Que signifie l’identification d’une souche vaccinale de la rougeole chez un patient ?
Déterminer si une fièvre et une éruption cutanée sont dues à des symptômes associés au vaccin ou à une rougeole de type sauvage est extrêmement important du point de vue de la santé publique. Les cas de rougeole sont suivis de près par les épidémiologistes et autres responsables de la santé publique. Les enfants atteints de rougeole doivent être isolés des autres, et les personnes avec lesquelles ils ont été en contact doivent être isolées davantage et recevoir une prophylaxie post-exposition si elles ne sont pas immunisées contre la rougeole. Comme nous l’avons vu plus haut, le vaccin contre la rougeole étant un vaccin à virus vivant, la souche atténuée du vaccin se réplique dans un sous-ensemble de cellules immunitaires après la vaccination, et elle peut donc être détectée dans des échantillons nasopharyngés, tout comme la rougeole de type sauvage. Cependant, il est important de noter que la souche vaccinale de la rougeole ne se transmet pas d’une personne à l’autre et ne provoque pas les complications qui résultent fréquemment de l’infection par la rougeole de type sauvage. Les techniques de PCR en temps réel qui permettent de distinguer rapidement la souche vaccinale de la rougeole de type sauvage peuvent être extrêmement utiles pour identifier rapidement les enfants infectés dans le cadre d’une épidémie sans mettre inutilement en quarantaine les enfants non infectés. Ce type de test n’est cependant pas systématiquement disponible dans les laboratoires de référence, de sorte que les médecins qui ont des difficultés à distinguer les symptômes associés au vaccin de l’infection par la rougeole de type sauvage doivent contacter leur service de santé publique local pour obtenir des informations sur les options de test.
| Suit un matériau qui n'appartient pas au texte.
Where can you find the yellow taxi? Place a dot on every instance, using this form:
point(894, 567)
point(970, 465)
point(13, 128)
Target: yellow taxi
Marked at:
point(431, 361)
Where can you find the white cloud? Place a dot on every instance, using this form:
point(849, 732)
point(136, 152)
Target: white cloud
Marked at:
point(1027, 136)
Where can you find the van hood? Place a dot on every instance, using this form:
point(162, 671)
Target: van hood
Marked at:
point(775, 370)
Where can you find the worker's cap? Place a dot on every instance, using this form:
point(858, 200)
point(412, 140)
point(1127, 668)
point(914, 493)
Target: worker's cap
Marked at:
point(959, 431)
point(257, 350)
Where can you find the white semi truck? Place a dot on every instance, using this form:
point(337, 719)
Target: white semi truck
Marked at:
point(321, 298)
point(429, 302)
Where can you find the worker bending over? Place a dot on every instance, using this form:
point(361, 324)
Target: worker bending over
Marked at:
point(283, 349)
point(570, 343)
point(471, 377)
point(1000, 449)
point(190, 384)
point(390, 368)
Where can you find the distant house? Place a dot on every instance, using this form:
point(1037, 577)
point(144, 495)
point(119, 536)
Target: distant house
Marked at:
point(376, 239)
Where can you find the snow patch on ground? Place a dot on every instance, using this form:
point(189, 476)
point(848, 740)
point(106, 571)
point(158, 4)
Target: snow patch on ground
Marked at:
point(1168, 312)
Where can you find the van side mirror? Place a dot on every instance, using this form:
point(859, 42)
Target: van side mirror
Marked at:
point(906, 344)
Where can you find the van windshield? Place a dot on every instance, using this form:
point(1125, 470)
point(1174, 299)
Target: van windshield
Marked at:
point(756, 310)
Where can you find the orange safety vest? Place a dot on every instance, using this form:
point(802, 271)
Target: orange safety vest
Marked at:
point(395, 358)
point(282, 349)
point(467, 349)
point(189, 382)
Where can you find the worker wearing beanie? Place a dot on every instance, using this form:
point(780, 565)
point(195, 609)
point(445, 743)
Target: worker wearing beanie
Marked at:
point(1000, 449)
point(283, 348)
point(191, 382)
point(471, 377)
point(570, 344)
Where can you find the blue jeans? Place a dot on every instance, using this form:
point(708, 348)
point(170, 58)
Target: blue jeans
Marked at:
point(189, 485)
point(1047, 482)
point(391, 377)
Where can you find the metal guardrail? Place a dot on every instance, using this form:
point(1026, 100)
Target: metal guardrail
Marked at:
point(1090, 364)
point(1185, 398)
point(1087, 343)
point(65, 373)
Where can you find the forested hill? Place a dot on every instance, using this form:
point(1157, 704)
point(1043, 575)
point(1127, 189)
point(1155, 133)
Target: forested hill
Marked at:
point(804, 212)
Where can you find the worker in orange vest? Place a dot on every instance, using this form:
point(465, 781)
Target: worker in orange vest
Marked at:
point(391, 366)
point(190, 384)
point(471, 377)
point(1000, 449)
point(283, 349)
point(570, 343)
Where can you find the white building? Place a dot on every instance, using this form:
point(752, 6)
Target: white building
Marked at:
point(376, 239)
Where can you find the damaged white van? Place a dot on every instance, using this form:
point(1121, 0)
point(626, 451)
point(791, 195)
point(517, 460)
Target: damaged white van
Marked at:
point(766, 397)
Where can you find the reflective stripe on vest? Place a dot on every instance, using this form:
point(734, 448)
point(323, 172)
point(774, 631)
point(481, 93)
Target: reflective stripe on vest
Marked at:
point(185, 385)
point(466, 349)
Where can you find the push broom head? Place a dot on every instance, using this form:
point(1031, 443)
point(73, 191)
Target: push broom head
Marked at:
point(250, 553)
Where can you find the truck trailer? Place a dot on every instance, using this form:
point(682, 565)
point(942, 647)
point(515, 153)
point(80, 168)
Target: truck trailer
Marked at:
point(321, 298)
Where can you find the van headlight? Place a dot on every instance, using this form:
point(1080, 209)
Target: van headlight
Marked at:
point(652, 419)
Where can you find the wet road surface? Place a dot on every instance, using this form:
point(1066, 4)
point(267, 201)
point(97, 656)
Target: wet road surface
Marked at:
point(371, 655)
La vaccination est un outil incroyablement efficace dans la prévention des maladies infectieuses et des décès liés à l’infection, et elle confère de nombreux avantages économiques et sociaux supplémentaires. La capacité des vaccins à induire des réponses hautement spécifiques, efficaces et durables du système immunitaire sans les dangers de l’infection est stupéfiante, mais la confusion et l’incompréhension du public quant au fonctionnement des vaccins peuvent avoir de profondes répercussions sur l’adoption des vaccins et sur le contrôle et l’élimination des maladies. La réponse immunitaire aux vaccins vivants comme le ROR est complexe, mais l’essentiel est simple : ces vaccins sont sûrs, ils sont efficaces et ils ont sauvé – et continuent de sauver – d’innombrables vies.